Long Beach has not reported May results. Its CEO previously forecast a more than 10% drop in May imports. (Source.)
No Shortages of Food in Stores in Iran in Spite of the Bombing
One place where there are no shortages of food nor a shortage of shoppers is reportedly in Iran.
PressTV out of Iran published this report today.
Iran, of course, has faced many years of sanctions by the U.S. and Europe, so they are not dependent on Western supply chains. Iran has also never been a colonized nation, either under the British Empire or the modern American Empire, and that may actually help them now, especially after the war as they look to restore their infrastructure and economy.
As I have written previously, I have had many Iranian friends here in the U.S. over the years, and at times some of them have shared with me Iranian pistachios that they brought back from Iran, but cannot be purchased here, and they were some of the best pistachios I have ever had!

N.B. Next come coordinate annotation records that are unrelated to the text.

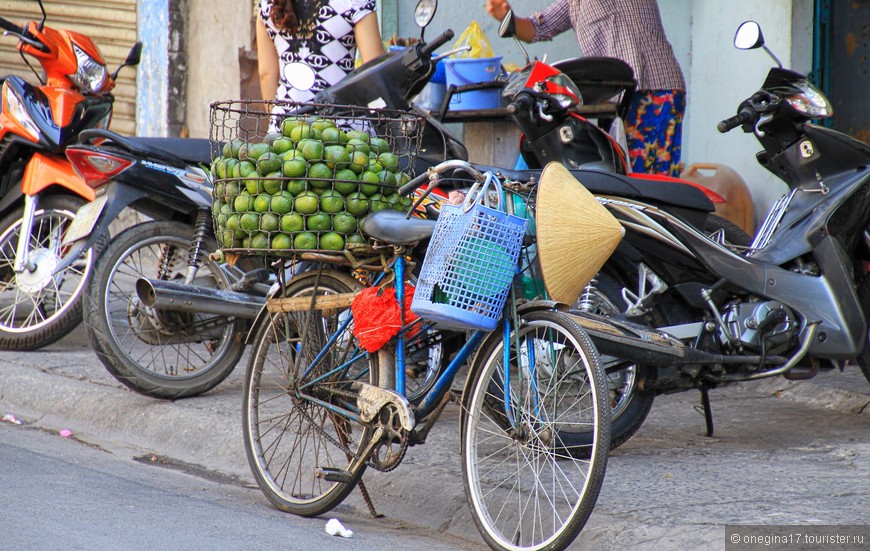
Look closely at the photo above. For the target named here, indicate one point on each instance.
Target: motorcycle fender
(119, 197)
(43, 171)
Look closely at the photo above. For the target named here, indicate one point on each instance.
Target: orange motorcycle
(39, 190)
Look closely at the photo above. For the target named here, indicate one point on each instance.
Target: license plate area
(85, 219)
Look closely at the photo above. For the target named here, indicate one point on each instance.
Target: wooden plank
(303, 304)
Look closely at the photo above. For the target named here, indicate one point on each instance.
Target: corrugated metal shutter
(112, 26)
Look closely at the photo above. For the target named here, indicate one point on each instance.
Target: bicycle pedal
(331, 474)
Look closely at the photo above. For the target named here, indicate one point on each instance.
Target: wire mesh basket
(295, 177)
(469, 266)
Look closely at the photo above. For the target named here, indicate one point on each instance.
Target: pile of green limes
(306, 188)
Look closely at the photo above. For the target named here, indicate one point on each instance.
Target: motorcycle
(162, 347)
(40, 191)
(796, 301)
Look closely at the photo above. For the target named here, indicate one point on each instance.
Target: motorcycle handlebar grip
(413, 184)
(11, 27)
(436, 42)
(744, 116)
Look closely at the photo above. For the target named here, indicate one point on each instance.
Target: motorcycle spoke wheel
(38, 307)
(290, 437)
(528, 487)
(155, 352)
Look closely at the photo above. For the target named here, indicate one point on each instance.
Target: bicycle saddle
(389, 226)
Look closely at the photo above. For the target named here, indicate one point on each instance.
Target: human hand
(497, 8)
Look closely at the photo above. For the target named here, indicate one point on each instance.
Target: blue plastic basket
(470, 264)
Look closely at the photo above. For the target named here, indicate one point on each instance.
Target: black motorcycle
(795, 302)
(166, 346)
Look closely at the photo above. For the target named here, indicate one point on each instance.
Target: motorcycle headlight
(90, 76)
(17, 111)
(810, 101)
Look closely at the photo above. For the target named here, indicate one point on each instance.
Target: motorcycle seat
(390, 226)
(664, 191)
(193, 151)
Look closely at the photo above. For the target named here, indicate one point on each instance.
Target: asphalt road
(784, 452)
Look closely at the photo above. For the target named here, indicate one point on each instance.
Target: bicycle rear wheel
(290, 431)
(529, 488)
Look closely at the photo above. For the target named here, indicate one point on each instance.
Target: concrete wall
(718, 75)
(220, 36)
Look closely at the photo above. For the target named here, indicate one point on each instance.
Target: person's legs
(654, 127)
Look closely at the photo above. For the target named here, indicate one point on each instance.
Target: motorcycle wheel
(629, 402)
(155, 352)
(38, 308)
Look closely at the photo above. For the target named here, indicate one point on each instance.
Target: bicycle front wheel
(292, 431)
(527, 485)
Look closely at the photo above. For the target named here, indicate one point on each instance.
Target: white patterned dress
(322, 53)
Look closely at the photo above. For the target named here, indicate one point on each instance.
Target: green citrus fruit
(312, 150)
(331, 242)
(269, 222)
(369, 183)
(294, 168)
(281, 204)
(250, 222)
(379, 145)
(255, 151)
(331, 201)
(295, 187)
(305, 240)
(259, 240)
(378, 202)
(357, 204)
(345, 182)
(358, 135)
(355, 145)
(261, 202)
(318, 222)
(303, 131)
(273, 183)
(292, 223)
(233, 222)
(320, 176)
(254, 186)
(231, 189)
(290, 155)
(268, 162)
(247, 169)
(306, 203)
(242, 203)
(332, 135)
(289, 123)
(282, 145)
(344, 223)
(282, 241)
(336, 156)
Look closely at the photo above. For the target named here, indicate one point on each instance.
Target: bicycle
(318, 410)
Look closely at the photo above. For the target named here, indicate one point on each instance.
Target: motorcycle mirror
(133, 59)
(424, 12)
(508, 26)
(748, 36)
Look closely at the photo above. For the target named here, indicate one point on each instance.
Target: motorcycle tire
(158, 353)
(38, 308)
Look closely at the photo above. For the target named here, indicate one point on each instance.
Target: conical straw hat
(576, 234)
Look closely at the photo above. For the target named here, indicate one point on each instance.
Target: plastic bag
(474, 38)
(377, 317)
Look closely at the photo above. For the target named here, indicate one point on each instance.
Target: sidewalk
(65, 387)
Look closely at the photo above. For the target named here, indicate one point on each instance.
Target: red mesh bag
(377, 318)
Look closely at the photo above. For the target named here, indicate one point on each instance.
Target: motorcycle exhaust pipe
(179, 297)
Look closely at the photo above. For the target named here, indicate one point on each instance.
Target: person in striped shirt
(630, 30)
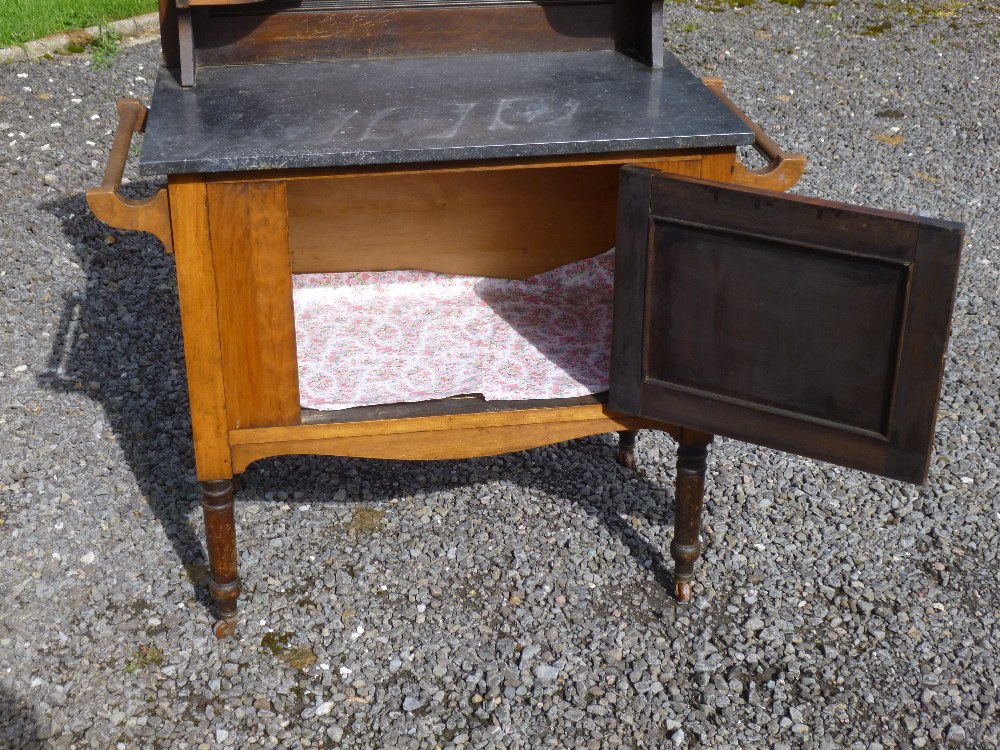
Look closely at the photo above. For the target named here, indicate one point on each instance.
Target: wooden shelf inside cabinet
(198, 33)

But I cannot import them and sell them in my online store, due to U.S. sanctions.
In 2011 I published an article comparing Iran’s agricultural system, which at that time 14 years ago had a goal of being 25% organic in 5 years.
How could they accomplish that? Because “organic” principles without heavy chemical inputs was how “normal traditional farming” was done throughout Iran, and they didn’t even know it had a label (“organic”).
If you looked at their neighbors, however, such as Iraq and Afghanistan, one of the first things the U.S. occupying country did when they invaded and toppled the government, was to let Big Ag come in and take over with GMO seeds and massive chemicals.